Yes sir – it’s a killer of a shift, yet seemingly a necessity of medical school for some unknown reason. I remember once trying to explain to a patient as to why I had been up 24 hours and how I had only 12 hours left and how this somehow made sense. Part way through I realized that I hadn’t been speaking to a patient at all, but rather debating with a plant that was in the lobby of the hospital. It was sleep deprivation, pure and simple. Why we do this still escapes me – I figure we must have a rather poor union to negotiate 120 hours a week at ~$1 an hour. I suppose at least we get paid something, although at such a low rate it almost adds more insult to injury.
Now it’s not all bad, I mean that there are some nights where you do get to sleep (for a couple of hours) while on call. This results from the fact that hospital work is variable and that call is completely dependent on the patients on the ward. There are those rare occasions when the patients simply fall asleep after they’ve been tucked in for the night and there is nothing exciting for a young doctor to see or do. But then there are also others, like last night for me, that are freaking insane.

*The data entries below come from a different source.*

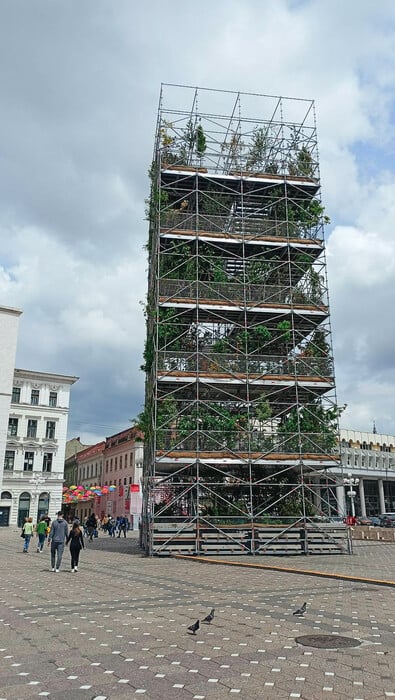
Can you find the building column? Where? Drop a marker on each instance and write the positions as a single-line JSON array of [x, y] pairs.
[[362, 498], [381, 496], [341, 501]]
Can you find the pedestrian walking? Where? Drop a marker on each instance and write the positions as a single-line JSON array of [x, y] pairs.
[[27, 531], [41, 531], [57, 538], [111, 527], [91, 525], [122, 526], [76, 539]]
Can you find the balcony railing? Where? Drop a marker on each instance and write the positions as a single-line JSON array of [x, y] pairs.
[[253, 226], [217, 363]]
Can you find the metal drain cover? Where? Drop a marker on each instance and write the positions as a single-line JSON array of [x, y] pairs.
[[327, 641]]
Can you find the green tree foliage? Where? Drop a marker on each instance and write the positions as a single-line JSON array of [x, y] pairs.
[[200, 141]]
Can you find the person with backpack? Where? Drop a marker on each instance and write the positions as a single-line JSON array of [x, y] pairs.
[[41, 530], [27, 532], [56, 538], [111, 527], [76, 540], [91, 525], [122, 526]]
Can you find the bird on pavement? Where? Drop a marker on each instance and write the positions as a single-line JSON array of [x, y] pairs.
[[193, 628], [210, 617], [301, 611]]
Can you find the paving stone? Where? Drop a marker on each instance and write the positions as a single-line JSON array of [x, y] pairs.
[[121, 632]]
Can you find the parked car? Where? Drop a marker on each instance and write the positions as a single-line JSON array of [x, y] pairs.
[[387, 520]]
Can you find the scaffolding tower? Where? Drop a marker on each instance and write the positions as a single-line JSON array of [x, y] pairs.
[[240, 418]]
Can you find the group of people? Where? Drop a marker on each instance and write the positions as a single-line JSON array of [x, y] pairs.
[[57, 535], [115, 526]]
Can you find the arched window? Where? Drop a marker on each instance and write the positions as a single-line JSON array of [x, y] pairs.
[[43, 505], [23, 508]]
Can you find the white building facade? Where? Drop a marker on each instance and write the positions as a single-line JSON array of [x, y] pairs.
[[35, 445], [364, 481]]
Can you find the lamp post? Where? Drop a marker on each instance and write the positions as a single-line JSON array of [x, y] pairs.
[[351, 481], [37, 482]]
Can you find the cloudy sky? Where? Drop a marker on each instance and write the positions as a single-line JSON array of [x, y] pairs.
[[79, 89]]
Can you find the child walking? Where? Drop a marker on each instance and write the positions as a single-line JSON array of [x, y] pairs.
[[76, 540]]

Last night, while on call, I got sucked into the drama of the ER. My mistake was to walk by at 9 pm on a Friday – when things were just beginning to heat up. I initially stayed to do a little stitching – a man had come in with a cut to his forehead which needed three stitches (I gave him four). By the time I was done, the first of the traumas were beginning to come in and things were suddenly very busy.

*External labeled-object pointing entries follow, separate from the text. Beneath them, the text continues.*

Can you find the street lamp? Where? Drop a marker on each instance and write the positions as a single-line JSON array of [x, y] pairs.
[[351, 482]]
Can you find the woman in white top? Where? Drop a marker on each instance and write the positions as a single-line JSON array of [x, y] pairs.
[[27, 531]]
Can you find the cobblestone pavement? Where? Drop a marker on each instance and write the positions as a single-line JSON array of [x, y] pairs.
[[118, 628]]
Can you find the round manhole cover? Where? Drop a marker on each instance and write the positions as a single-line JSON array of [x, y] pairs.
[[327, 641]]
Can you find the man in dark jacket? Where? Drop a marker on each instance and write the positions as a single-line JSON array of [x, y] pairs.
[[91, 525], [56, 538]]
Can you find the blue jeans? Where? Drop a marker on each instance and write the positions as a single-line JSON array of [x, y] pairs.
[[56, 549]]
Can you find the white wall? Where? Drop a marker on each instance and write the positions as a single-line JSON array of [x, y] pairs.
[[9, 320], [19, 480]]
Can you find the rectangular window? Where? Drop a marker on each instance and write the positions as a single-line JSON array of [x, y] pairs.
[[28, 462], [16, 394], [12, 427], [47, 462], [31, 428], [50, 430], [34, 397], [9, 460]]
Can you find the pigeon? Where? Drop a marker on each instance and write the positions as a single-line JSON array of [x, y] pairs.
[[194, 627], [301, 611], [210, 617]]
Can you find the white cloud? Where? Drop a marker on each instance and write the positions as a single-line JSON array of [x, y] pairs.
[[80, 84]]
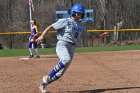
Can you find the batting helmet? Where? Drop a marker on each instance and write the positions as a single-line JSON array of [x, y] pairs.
[[77, 8]]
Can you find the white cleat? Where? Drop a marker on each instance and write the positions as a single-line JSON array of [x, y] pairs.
[[42, 87]]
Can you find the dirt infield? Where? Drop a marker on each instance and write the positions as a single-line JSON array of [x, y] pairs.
[[97, 72]]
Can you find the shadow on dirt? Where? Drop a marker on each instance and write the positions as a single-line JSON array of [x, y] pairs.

There was a young fellow in a car accident who was thrown through the windshield into a field (no seat-belt). He then picked himself up, dusted off his jeans and walked over to the nearest house to phone the ambulance. Needless to say, he had many a laceration across his back. He may not have cried when he crashed his truck but he sure didn’t like the needle. This made me a little nervous as he was a big guy, who obviously could take a bit of pain. I didn’t want to make him too angry, but at the same time I needed to give him a little morphine to dull the pain and a little lidocaine so I could sew him up. And after debriding his back I got to sew up the many lacerations and it was glorious. It really was. I wish you could have been there to see it. I did vertical mattress, horizontal mattress, simple and continued stitches. Truly it was fantastic! Really – by the time I was done – it was a work of freaking art. Also, by the time I was done, the ER was really jumping.
This time there was a young lady who decided to code (arrest) and another young lady who had been a car accident. Both came in at the same time which suddenly made the little ER a very busy place (remember I am working in a rural hospital and there are few beds with few doctors at anyone time). I helped stabilize the young woman who had had the car accident, and then went over to the patient who had arrested to see if I could help there as well. This too was freaking awesome – kind of like that TV show ER (except it didn’t suck).
Even though I was rather enjoying myself in the ER I had to run and answer a couple of calls on the ward. There was delirious patient and the one who fell on her face on the way to the bathroom. there was the hyperkalemic patient and then another who couldn’t make up their mind whether to stay in normal sinus rhythm or to go tachy. By 4 am my high from the ER had worn off – the wards will do that, i.e. wear you down slowly. By 6 am I was spent … my eyes hurt and it felt like I was moving through water when I walked…
Luckily, this was only a 26 hour shift for me and I was able to head off to bed by about 9 am. I don’t remember walking home or getting into bed – but I must have at some point. I woke several hours later – glasses on my face, scrubs still on and the afternoon sun shining through my open window. Now the countdown until the next on-call shift starts. T minus 4 days … ack!